A more challenging question takes us back to the lifeboat. Can we or should we consider setting social limits to reproduction? Our conservative brethren might cheer at this question. They have been advocating anti-choice and anti-contraceptive legislation for years. In their ideal world, families with 14 children might become the norm—but the lack of provisions of child care, economic support, and mental health services in their no-tax society might quickly bring more tragedies like those we have recently heard about in California and Ohio. On the other hand, the slippery slope of reproductive limits could bring us back to the possibility of a China-like one-child policy with the attendant infanticides of females, and overabundance of males. What about other criteria for restrictions? Parental skills, financial capabilities, home environment, etc,…? Theoretically, yes, American parents should be skilled, capable, and have a stable income and home environment. What would we do then with the father who has lost his job and his house—throw him into the parental version of debtors prison? And who would determine these criteria for a “parenting license”? Would cigarette smoking, alcohol or marijuana use, a medically challenging family history, or chronic conditions such as diabetes, asthma, obesity, and hypertension exclude some from being parents? Would a particular ethnicity? Eugenics would once again rear its ugly head.
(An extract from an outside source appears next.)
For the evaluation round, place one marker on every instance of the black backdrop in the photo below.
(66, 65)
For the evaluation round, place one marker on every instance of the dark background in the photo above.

Then could we simply consider stopping public assistance once parents have exceeded reproductive limits that would strain our society’s economic lifeboat? Theoretically, yes. But then, we would be punishing the children who did not choose to be born into large, poor families. Close their doors to equal opportunity and we might find our “lifeboat” society attacked by very angry outcasts who have nothing to lose.
Obviously, the choices this mother and this family have made to continue a pregnancy with octuplets and to raise 14 children in economically challenging circumstances are an example of one end of the spectrum of choice. Her choices would most definitely not be mine. But this rare exception should not lead us to castigate the scientific advances that have allowed so many parents-to-be to achieve their dreams through medically guided fertility treatments. Nor should it lead us to pull up our gangplanks and barricade ourselves in the lifeboat fortress fearing that our tax dollars are being wasted on the humanitarian effort of providing children with food, a home, and a good education. That investment will still pay off—14 times.